Ahok memberantas birokrasi yang penuh korupsi dan kolusi. Penyakit bangsa yang penuh dengan KKN (Korupsi, Kolusi, dan Nepotisme) dibabat habis oleh Ahok dengan dengan penataan dan pelaksanaan pemerintahan yang bersih (good governance). Semua dibuat tansparan dan akuntabel agar celah korupsi dan kolusi ditekan seminim mungkin. Akibatnya bisa dirasakan. Anggaran APBD bisa terselamatkan yang kemudian dapat dialokasikan untuk anggaran pendidikan dan kesehatan. Sehingga masyarakat kecil dapat ke sekolah, puskesmas, dan rumah sakit dengan gratis. Dengan anggaran yang benar Pemprov DKI dapat menggaji PHL (Pekerja Harian Lepas) dengan UMP (3,1 juta) untuk ribuan pasukan oranye, hijau, biru, dan ungu. Namanya korupsi, pungli, “setoran”, sudah dapat diminimalisir di lingkungan Pemprov DKI.

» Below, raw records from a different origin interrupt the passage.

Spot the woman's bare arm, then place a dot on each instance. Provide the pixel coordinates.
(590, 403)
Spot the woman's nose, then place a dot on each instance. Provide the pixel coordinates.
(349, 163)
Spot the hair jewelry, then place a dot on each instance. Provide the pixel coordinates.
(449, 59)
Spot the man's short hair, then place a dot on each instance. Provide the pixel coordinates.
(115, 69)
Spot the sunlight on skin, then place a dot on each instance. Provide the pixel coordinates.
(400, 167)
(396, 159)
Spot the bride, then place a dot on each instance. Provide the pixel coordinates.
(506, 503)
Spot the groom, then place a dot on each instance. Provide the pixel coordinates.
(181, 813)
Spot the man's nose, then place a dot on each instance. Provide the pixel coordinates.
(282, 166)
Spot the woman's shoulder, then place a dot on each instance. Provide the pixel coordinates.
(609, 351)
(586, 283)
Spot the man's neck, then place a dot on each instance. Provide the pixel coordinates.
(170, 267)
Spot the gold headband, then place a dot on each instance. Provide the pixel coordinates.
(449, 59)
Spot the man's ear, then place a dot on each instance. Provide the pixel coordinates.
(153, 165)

Ahok berani melawan “mafia” anggaran. Sudah menjadi rahasia umum bahwa ada kongkalikong antara legislatif dan eksekutif untuk membobol anggaran yang seharusnya untuk rakyat, demi kepentingan diri sendiri dan golongannya. Sebagai orang yang berpengalaman di pemerintahan dan legislatif Ahok tahu persis itu, dan Ahok ingin menyudahinya. Kepada –mitra kerja- DPRD DKI ia tidak kompromi ketika ada ketidakberesan anggaran. Akibatnya perseteruan dengan anggota dewan tidak terhindarkan. Dalam birokrasi Pemprov DKI sendiri Ahok banyak melakukan pembenahan. Banyak “anak buah” yang dirotasi sampai diberhentikan. Penataan posisi sudah berdasarkan prestasi dan kompetensi bukan karena kedekatan, adanya “setoran”, dan mental “penjilat”. Dan untuk melakukan itu semua memang tidak mudah dan perlu nyali yang besar. Dan Ahok mampu melakukan itu semua walaupun dengan risiko banyak yang memusuhinya demi menyelamatkan anggaran untuk peruntukan semestinya.

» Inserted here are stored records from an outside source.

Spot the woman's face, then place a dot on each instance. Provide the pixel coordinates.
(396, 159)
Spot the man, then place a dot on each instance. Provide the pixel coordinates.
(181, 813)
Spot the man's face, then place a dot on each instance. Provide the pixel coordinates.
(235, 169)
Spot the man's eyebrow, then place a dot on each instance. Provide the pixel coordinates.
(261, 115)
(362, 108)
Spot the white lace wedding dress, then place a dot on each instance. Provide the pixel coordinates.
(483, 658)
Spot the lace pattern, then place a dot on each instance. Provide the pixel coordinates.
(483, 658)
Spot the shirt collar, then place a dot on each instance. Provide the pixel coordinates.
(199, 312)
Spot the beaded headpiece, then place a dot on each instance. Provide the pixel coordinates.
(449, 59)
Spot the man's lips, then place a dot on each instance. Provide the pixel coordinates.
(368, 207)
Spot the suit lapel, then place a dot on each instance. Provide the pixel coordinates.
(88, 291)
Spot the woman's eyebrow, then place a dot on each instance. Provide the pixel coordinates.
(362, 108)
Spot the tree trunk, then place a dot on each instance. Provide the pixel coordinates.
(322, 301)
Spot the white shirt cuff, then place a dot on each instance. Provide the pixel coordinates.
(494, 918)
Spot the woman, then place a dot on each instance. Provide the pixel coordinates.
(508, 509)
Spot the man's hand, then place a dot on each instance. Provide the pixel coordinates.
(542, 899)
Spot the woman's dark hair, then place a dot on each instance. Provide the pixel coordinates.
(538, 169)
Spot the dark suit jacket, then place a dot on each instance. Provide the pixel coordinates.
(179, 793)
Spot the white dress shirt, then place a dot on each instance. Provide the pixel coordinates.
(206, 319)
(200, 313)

Mampu menyatukan umat Islam. Beberapa aksi kontra Ahok dengan label 411, 212, dan 313 cukup berjalan damai. Aksi itu mampu membuat umat Islam bersatu walaupun hanya berbekal itu hanya “dugaan” bahwa Ahok menistakan agama. Beberapa pihak mengapresiasi aksi dalam itu. Beberapa kelompok Islam dapat bersatu yang selama ini “terserak” karena mempunyai “musuh” bersama yaitu Ahok. Dilihat dari sudut pandang positif bahwa umat Islam mempunyai potensi yang besar untuk membangun negara ini. Pekerjaan rumah yang harus dilakukan adalah bagaimana memberdayakan energi positif itu menjadi sesuatu yang bermanfaat bagi umat Islam sendiri terutama untuk bangsa dan negara.

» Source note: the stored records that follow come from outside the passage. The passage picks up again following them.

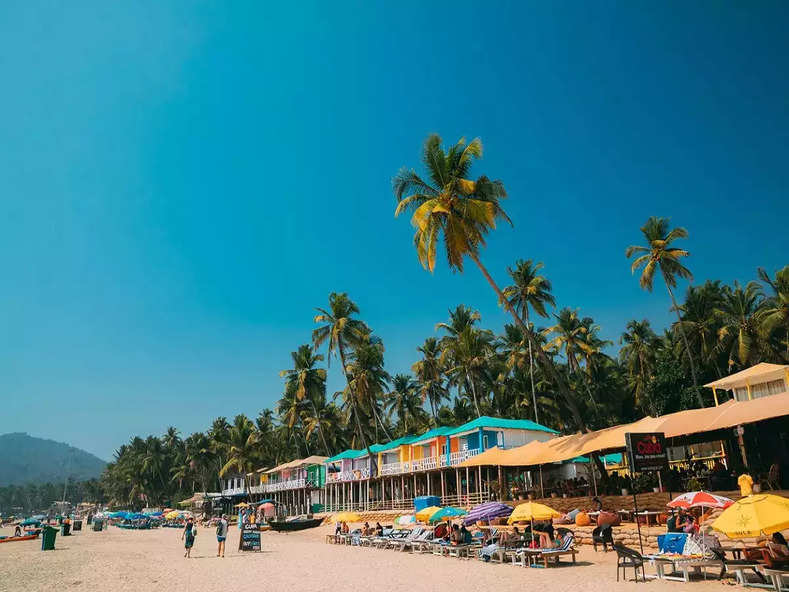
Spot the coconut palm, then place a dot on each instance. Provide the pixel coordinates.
(529, 290)
(461, 212)
(242, 447)
(340, 331)
(307, 382)
(402, 400)
(660, 255)
(429, 373)
(738, 336)
(774, 317)
(639, 343)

Pematangan demokrasi. Kehadiran Ahok dalam konstelasi di Pilkada DKI ini telah membuat demokrasi di Jakarta khususnya dan Indonesia umumnya akan bertambah dewasa. Sebagai negara yang berdasarkan Pancasila, Pilkada DKI ini menunjukkan bahwa setiap warga negara dapat kesempatan yang sama untuk menjadi pemimpin yang dipilih secara demokratis. Dan semua itu tidak melihat unsur SARA namun berdasarkan prestasi dan pengalaman yang pernah dilakukannya. Dari segi ummat Islam yang dipandang mayoritas walaupun beberapa kadang sedikit “galak” masih dalam koridor yang tidak melenceng terlalu jauh. Di tingkat akar rumput pun tidak terjadi gesekan walaupun kadang saling meledek dan menyindir. Sebagai bangsa yang masih belajar demokrasi suatu hal yang wajar bila ada riak-riak kecil, sehingga ke depannya bisa belajar untuk lebih beradap lagi dalam berdemokrasi.